The budget press release also touts the “launch of a ‘Zero Waste’ program, which will completely transform the County’s approach to handling waste. Not only will ‘Zero Waste’ create new economic opportunities, but it will put Delaware County at the forefront of communities taking action to protect their natural resources.”

More details from the county can be found in its press release, available here.

According to the press release, the budget document is much longer this year because it will include a “new capital budget and data tables detailing the source and uses of all sources of funds — taxes, fees, capital, and grants[.]”

The general-fund portion of the county’s budget has been on a steep increase in recent years.

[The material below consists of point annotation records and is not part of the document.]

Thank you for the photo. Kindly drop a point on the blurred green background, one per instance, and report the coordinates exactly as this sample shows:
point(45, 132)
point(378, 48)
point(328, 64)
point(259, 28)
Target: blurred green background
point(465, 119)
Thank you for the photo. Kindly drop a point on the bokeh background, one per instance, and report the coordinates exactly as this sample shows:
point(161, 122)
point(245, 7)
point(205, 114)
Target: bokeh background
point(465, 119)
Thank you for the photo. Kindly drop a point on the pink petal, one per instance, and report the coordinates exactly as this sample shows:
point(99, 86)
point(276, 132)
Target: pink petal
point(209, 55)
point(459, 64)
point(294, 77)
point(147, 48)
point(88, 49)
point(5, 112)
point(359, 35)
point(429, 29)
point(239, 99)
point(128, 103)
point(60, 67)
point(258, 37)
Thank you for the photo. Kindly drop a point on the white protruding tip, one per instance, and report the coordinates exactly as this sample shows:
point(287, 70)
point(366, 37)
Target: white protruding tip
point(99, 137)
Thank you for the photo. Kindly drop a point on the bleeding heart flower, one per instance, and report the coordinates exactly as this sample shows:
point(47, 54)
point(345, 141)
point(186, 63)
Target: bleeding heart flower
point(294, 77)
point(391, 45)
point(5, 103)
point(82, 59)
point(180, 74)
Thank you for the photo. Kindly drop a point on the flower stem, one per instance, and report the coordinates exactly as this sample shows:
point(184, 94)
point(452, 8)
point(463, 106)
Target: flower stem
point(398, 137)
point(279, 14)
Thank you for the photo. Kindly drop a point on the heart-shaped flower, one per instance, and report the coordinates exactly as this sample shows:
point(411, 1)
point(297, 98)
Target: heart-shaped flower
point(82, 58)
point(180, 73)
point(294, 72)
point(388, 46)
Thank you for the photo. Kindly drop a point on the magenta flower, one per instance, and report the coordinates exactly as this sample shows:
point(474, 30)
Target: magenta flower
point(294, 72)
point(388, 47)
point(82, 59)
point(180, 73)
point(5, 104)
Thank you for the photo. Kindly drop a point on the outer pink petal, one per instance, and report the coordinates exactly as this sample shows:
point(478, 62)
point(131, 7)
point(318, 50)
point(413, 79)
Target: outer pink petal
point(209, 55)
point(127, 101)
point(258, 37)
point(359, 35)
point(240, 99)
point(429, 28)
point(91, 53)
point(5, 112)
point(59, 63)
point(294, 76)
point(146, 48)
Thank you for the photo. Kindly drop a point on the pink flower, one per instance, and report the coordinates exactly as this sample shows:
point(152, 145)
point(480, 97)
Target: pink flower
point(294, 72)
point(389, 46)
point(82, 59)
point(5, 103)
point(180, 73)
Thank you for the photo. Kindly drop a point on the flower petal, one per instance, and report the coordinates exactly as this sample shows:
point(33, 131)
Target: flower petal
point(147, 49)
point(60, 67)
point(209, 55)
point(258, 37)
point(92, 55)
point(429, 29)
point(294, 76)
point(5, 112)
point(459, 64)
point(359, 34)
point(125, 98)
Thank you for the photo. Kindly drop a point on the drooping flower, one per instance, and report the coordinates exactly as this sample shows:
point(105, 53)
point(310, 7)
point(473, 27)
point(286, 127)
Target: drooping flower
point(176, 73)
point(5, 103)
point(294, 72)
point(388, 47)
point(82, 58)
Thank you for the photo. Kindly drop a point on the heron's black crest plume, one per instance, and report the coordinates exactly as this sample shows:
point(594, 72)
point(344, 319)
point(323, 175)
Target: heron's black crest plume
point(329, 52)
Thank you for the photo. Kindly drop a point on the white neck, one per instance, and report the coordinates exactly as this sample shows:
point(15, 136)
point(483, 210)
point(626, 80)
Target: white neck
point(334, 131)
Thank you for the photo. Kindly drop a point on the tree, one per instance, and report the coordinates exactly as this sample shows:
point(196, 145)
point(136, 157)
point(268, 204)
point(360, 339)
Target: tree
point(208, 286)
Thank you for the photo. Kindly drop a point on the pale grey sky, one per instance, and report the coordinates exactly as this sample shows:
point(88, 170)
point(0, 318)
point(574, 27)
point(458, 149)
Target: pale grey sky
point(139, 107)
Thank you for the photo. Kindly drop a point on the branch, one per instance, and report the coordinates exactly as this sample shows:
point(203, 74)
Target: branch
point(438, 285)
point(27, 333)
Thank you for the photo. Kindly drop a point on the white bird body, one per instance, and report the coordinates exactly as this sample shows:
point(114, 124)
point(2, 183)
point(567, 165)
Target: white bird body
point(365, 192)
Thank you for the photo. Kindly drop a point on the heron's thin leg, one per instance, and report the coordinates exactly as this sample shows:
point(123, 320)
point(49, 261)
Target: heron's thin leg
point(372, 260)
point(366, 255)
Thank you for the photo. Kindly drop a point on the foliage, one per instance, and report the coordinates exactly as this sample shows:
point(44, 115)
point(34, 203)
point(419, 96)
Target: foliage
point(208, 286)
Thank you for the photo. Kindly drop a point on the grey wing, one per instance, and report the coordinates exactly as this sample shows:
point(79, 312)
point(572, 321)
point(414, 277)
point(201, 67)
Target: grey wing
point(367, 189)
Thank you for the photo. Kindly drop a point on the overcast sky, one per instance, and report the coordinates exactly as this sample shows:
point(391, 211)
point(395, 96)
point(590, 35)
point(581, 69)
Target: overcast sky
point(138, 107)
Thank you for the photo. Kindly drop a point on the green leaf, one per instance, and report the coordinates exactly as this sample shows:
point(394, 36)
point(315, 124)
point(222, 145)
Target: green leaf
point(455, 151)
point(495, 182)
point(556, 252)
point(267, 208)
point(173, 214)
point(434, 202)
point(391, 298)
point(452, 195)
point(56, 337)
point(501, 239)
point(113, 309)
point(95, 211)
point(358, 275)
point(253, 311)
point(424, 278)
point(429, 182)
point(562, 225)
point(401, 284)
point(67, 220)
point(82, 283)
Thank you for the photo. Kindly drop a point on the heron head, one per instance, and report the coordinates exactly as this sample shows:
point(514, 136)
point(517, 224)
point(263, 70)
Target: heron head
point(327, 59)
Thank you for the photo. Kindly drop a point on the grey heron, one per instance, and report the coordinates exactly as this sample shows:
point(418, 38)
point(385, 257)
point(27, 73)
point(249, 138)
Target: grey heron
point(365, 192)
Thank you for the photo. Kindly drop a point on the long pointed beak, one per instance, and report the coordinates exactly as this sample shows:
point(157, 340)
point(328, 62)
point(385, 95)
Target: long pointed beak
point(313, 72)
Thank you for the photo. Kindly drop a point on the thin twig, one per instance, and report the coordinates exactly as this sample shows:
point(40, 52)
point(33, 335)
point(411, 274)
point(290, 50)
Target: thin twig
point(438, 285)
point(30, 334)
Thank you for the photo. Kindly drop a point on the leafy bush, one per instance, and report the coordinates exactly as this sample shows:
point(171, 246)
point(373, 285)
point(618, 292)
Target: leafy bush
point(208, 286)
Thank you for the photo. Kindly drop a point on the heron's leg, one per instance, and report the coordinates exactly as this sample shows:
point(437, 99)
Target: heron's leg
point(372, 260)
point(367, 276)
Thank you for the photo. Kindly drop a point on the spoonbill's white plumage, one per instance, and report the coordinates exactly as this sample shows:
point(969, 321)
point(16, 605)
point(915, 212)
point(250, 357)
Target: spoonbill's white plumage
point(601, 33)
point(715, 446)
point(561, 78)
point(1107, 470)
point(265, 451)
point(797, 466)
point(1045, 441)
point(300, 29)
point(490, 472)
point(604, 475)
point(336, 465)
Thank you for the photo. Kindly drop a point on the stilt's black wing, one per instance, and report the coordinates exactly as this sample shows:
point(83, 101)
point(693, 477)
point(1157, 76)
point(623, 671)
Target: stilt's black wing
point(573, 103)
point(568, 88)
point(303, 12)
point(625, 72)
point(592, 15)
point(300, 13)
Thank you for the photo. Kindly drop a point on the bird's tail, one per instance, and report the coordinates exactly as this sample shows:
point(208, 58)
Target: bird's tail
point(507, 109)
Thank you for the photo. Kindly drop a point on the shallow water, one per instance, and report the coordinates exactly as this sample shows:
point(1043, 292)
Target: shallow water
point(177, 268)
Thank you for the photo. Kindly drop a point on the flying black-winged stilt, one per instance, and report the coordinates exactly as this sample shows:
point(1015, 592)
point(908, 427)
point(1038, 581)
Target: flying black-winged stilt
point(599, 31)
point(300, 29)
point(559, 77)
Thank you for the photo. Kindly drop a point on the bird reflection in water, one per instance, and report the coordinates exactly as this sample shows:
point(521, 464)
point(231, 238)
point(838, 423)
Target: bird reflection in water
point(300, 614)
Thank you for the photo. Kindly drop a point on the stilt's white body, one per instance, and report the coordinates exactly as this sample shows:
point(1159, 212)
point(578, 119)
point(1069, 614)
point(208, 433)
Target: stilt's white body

“[G]eneral fund total spending spiked from $251 million in fiscal year 2019, the last year a Republican Administration managed county operations, up to $284 million in the adopted 2022 budget — an increase of thirteen percent,” Broad + Liberty president and CEO Terry Tracy wrote in an October opinion piece.

But that increase didn’t capture all of the changes, according to Tracy.

“In a special budget meeting in June, the $284 million in spending for the 2022 general fund budget was adjusted upwards by another $6 million, bringing this year’s total budget to $290 million, pushing the aforementioned increase up to an eye-popping sixteen percent.”

The proposed budget will also be of interest to county Republicans, who lost control of the majority of the council in 2019, because the 2023 budget will be the first in which most or all of the transitional costs of major new initiatives are finally in the rear view mirror, and the outlays on those projects should present a reasonable forecast of what the recurring costs will actually be.

For example, the county created its own health department and also took back management of the county’s prison, which had been run by a private company for more than three decades. The incremental spending associated with these initiatives is not captured in the aforementioned operating budget increases, meaning the county’s ongoing financial obligations could be significantly higher in the aggregate.